In a clear victory for the White House, Majority Leader Bob Dole (R-Kan.) announced late Wednesday that Senate Republicans no longer would seek to amend an emergency defense budget bill to include a provision barring federal agencies from enforcing Clinton’s order.
The order would allow the agencies to cut off contracts to companies that hire permanent replacements for striking workers. Republicans had attacked the directive as a flagrant presidential intrusion into Congress’ responsibility for setting labor policy.
Sen. Nancy Landon Kassebaum of Kansas, the moderate Republican who had pressed the amendment, vowed Wednesday that she would try to block Clinton’s order “again and again” on the Senate floor.
But Democrats were gleeful that they had successfully used Senate rules to put the Republicans on the defensive on an issue dear to many American workers.
Calling Wednesday’s concession by Republicans “a gratifying victory for Democrats,” Sen. Edward M. Kennedy (D-Mass.) said: “It’s regrettable that the Republican majority in the Senate is attempting to use its power to side with management against American workers.”
Dole’s decision came after Senate opponents of the amendment tried and failed for a second time to kill Kassebaum’s measure. But Wednesday’s vote of 58 to 39 made it clear that backers of the amendment could not muster the 60 votes needed to shut off further debate and move to a vote.
Meanwhile, the U.S. Chamber of Commerce, joined by a firm likely to be directly affected by Clinton’s order, sought court action to block the measure.
In a suit filed in federal court, the Chamber of Commerce appealed to a judge to stop the Administration from enforcing the order. Joined by Bridgestone/Firestone Inc., a tire-maker that has hired permanent replacements for its striking workers, the Chamber of Commerce charged that Clinton has intruded into Congress’ traditional bailiwick of setting federal labor policy and violated the constitutional separation of powers.
Unless the judge in that suit grants a preliminary injunction against Clinton’s order, Bridgestone/Firestone is likely to be among the first companies affected.
Clinton’s executive order would cover the approximately 28,000 companies nationwide that do more than $100,000 worth of business with the federal government yearly.
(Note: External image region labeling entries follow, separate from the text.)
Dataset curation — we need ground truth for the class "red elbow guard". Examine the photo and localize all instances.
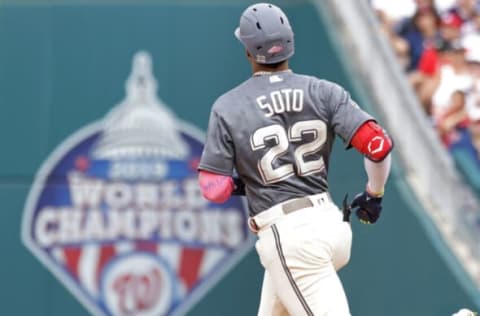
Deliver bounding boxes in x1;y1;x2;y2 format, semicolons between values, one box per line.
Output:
350;121;393;162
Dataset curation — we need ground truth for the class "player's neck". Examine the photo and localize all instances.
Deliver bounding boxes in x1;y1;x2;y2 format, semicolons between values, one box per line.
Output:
252;61;289;75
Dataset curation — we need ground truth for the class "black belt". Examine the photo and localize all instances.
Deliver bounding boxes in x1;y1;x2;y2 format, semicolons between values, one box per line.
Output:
282;197;313;214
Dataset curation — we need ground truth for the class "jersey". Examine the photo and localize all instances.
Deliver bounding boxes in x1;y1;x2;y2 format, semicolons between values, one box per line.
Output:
199;71;373;216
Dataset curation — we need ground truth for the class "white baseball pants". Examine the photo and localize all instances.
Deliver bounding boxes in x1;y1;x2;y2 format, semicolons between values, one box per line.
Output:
253;193;352;316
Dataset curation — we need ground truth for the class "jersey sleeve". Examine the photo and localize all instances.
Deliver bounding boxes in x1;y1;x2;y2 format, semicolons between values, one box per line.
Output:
327;83;374;148
198;106;234;176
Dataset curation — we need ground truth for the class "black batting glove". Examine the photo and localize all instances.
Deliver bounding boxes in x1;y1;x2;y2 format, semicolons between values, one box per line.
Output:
351;191;382;224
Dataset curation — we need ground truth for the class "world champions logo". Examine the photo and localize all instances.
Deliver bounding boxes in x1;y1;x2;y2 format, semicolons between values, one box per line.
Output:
22;52;252;316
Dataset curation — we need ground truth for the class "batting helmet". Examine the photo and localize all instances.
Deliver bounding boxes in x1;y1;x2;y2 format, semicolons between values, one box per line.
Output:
235;3;294;64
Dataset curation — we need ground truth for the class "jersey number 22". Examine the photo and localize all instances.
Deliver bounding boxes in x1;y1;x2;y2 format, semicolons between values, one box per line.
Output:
250;120;327;184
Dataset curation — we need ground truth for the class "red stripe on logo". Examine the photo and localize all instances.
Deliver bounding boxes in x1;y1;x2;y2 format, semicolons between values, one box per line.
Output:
96;245;116;284
179;248;205;290
63;247;82;279
135;241;158;253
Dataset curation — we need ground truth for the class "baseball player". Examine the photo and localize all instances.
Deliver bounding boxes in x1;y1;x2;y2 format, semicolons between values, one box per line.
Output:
199;3;393;316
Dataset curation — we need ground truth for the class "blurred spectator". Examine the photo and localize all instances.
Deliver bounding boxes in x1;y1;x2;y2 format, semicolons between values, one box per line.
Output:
436;90;469;147
399;7;440;71
466;50;480;153
440;12;463;41
430;41;473;121
450;0;479;23
371;0;417;24
377;11;410;68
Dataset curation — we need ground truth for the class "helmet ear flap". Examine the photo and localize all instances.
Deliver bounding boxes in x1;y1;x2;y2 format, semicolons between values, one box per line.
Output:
234;3;295;64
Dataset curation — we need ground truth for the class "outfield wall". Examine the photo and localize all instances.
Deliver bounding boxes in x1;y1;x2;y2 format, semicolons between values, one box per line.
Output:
0;0;474;316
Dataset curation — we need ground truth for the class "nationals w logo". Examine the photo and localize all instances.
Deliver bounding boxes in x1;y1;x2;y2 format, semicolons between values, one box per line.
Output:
22;52;252;316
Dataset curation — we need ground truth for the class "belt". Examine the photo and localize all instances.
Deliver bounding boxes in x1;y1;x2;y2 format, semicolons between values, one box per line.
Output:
248;192;332;233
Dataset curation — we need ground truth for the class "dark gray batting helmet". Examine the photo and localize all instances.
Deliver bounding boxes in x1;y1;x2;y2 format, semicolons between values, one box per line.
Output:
235;3;295;64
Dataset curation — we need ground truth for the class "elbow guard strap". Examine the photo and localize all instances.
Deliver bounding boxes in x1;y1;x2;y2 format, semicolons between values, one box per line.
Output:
350;121;393;162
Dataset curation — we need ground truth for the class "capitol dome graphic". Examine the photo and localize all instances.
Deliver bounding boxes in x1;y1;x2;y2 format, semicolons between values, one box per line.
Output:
92;52;189;160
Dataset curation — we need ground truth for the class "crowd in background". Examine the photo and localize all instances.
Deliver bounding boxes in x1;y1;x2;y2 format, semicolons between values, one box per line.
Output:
371;0;480;160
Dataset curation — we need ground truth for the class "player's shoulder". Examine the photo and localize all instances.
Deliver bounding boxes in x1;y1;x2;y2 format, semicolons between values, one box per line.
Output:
212;80;249;112
295;73;341;90
296;74;344;98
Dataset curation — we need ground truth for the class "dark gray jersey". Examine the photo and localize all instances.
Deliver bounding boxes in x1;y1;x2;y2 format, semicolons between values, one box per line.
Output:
199;72;372;216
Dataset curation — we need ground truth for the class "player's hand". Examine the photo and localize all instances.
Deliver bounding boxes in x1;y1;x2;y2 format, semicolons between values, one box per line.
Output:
351;191;382;224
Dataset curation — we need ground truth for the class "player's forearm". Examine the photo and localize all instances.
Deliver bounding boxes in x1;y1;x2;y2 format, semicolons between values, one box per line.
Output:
364;154;392;196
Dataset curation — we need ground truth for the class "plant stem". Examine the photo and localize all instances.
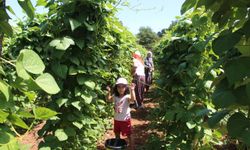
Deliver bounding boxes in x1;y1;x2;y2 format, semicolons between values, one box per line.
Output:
11;125;21;137
247;106;250;118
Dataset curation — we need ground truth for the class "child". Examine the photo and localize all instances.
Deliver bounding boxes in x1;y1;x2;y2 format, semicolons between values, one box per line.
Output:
132;51;145;108
107;78;135;149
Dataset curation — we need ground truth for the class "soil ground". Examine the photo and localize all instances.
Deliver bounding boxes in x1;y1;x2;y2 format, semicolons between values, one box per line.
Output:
19;93;157;150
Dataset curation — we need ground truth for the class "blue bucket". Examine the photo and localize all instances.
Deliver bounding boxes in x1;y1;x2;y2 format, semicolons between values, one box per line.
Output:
105;138;127;149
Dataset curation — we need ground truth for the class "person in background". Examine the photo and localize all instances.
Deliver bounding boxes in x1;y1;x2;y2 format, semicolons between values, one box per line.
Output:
106;78;135;150
132;51;145;108
144;51;154;92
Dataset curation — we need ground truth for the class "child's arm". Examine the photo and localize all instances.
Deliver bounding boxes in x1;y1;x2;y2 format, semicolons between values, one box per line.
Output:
106;86;113;102
130;83;135;102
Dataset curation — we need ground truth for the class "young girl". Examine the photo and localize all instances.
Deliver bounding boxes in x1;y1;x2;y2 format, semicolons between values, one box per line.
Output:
107;78;135;149
132;51;145;108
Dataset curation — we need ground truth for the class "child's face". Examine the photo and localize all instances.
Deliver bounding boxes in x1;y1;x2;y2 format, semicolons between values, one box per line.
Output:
117;84;127;95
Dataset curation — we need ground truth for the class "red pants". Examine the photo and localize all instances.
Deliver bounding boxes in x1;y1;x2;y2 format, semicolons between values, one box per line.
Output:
114;119;131;136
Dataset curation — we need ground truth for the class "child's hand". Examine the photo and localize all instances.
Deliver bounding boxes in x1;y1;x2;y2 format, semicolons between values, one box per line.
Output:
130;83;136;90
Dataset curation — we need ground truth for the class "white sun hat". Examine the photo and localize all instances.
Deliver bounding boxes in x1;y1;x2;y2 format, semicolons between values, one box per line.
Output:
115;78;128;85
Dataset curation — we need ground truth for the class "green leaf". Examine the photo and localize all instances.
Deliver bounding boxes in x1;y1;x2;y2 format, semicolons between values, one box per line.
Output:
18;0;35;19
52;63;68;79
65;127;76;136
213;31;242;55
227;112;250;138
212;79;237;108
36;0;47;6
0;66;6;76
240;130;250;146
69;18;82;31
0;126;15;145
81;94;93;104
0;21;13;36
0;9;10;21
35;73;60;94
0;80;10;101
235;38;250;56
55;129;68;141
208;110;228;128
6;6;16;15
186;121;196;129
69;66;77;75
8;114;29;129
0;109;9;123
224;57;250;86
33;107;57;120
83;81;95;90
56;98;68;107
21;49;45;74
70;57;80;66
71;101;82;111
72;122;83;129
75;38;85;49
84;21;95;31
17;110;35;118
49;37;75;51
181;0;196;15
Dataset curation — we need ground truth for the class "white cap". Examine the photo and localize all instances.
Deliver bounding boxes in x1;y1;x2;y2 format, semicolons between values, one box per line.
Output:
135;51;141;56
115;78;128;85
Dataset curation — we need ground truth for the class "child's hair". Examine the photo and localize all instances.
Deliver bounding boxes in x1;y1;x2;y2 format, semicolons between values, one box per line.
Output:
113;85;129;97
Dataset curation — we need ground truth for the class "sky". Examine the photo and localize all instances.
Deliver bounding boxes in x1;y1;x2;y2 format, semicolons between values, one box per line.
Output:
6;0;185;34
117;0;185;34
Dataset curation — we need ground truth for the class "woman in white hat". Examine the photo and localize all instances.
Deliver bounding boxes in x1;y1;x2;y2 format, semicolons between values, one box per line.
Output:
132;51;145;108
144;51;154;92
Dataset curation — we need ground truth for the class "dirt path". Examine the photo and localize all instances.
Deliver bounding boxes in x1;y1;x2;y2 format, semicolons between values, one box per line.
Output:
19;93;157;150
97;94;157;150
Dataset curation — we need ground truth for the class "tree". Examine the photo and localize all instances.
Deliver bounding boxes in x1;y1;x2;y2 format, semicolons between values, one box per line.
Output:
136;27;159;49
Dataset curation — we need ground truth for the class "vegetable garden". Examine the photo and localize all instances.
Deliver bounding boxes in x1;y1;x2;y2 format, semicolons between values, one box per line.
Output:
0;0;250;150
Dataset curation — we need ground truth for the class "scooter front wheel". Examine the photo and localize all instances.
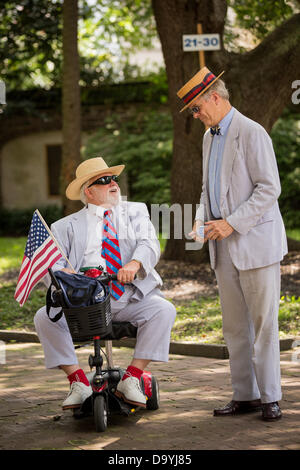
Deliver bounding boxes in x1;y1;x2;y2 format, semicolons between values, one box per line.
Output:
94;395;107;432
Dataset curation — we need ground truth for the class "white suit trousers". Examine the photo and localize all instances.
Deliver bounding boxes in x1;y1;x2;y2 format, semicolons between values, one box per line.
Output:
34;288;176;369
215;239;281;403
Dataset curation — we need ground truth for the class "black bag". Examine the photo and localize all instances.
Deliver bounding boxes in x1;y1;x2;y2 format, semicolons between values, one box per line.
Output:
46;269;109;322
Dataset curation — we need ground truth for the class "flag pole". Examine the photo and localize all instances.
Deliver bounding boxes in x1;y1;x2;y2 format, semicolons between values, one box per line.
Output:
35;209;76;273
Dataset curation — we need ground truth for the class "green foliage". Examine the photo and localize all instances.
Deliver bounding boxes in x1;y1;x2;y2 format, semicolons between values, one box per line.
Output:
0;282;46;331
0;0;156;91
84;106;172;205
0;0;62;90
0;237;26;275
271;110;300;229
227;0;296;39
0;205;62;237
It would allow the labor secretary to cut off that business when he or she finds that a company has replaced its striking workers with permanent replacements.
In proposing the amendment to the emergency defense supplemental appropriations bill, Kassebaum initially took pains to argue that the amendment was not designed to “embarrass” the President. “The President has, in my view, overstepped his bounds,” she said in introducing the amendment.
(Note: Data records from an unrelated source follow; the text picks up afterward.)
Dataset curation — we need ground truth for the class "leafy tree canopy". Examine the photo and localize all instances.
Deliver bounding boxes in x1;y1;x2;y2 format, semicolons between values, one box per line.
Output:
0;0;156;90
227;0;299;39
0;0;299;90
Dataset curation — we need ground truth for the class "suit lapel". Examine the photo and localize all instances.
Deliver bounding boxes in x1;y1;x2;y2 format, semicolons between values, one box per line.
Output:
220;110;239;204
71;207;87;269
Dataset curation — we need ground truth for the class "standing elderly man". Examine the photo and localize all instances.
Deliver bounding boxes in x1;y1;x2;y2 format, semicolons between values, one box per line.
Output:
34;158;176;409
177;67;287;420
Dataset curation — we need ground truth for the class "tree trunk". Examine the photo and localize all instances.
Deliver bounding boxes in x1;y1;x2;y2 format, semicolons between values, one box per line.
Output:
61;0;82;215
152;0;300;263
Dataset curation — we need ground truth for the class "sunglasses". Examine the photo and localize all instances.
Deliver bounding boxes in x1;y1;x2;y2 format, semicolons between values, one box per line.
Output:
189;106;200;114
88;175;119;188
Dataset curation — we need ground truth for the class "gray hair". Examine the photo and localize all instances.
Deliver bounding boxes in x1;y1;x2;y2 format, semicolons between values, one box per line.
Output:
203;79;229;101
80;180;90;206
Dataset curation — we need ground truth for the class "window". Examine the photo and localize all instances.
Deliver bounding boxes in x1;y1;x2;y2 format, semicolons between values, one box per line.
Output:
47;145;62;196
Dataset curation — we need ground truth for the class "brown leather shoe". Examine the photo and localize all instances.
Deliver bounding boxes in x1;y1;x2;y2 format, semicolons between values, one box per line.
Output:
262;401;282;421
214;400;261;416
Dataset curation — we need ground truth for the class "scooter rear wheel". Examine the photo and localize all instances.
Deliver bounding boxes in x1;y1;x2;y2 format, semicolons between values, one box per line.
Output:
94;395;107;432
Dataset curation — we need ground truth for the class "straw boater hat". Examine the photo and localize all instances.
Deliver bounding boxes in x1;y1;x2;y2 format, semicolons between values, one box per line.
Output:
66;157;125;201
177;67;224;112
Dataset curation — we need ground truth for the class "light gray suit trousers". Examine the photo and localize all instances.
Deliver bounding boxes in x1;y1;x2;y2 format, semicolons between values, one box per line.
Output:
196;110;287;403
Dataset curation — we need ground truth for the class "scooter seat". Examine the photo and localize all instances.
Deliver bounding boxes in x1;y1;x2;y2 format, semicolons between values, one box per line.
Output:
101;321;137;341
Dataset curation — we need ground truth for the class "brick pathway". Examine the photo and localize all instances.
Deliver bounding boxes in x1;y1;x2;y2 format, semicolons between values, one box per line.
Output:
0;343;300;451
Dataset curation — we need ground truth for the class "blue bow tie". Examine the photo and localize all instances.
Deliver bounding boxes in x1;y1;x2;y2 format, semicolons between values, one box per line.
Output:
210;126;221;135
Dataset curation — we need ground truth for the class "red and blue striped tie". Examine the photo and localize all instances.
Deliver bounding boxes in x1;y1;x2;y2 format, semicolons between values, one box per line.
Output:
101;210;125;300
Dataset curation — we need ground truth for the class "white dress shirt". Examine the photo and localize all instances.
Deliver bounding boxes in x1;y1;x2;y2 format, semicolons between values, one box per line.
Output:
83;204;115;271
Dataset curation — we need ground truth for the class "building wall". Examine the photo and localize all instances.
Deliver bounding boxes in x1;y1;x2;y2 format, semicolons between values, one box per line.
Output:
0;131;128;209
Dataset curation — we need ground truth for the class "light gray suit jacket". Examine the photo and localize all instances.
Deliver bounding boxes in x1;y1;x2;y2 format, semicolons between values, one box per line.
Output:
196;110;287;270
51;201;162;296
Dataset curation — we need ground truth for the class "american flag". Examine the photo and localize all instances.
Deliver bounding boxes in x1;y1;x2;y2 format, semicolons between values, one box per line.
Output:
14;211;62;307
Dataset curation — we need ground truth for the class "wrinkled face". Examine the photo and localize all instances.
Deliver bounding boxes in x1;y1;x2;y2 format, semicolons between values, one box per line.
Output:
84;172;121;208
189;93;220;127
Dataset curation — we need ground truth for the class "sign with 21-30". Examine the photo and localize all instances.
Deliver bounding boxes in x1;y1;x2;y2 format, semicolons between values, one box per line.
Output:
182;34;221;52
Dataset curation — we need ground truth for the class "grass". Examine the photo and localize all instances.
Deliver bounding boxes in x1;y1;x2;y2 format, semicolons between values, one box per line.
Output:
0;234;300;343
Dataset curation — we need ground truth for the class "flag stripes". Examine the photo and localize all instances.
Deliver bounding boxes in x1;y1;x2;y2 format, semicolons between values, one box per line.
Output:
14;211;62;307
But the debate that turned first on legalities quickly became a no-holds-barred political brawl as Republicans denounced the executive order and Democrats portrayed Republicans as hostile to American workers.
“We are opposed to this special-interest power grab because it is fundamentally wrong, fundamentally rotten,” said Sen. Phil Gramm (R-Tex.). Gramm called Clinton’s order a “payoff” to “greedy special interests” who would deny business owners the right to run their businesses according to principles of free choice and workers the right to work for companies that will hire them.
In other action Wednesday, the Senate gave its final approval to a measure that would ease federal burdens on state and local governments, an initiative that is part of the House GOP’s “contract with America”.
The bill, approved 91 to 9, is a compromise version of the “unfunded mandates” bill passed earlier by the House and Senate. It is expected to pass the House later this week and be sent to Clinton, who supports it. Sen. Dirk Kempthorne (R-Ida.) called passage of the measure “a significant victory because it is going to change how Congress operates.”
The bill requires Congress in most cases to pay fully for the programs and standards it dictates to state and local governments.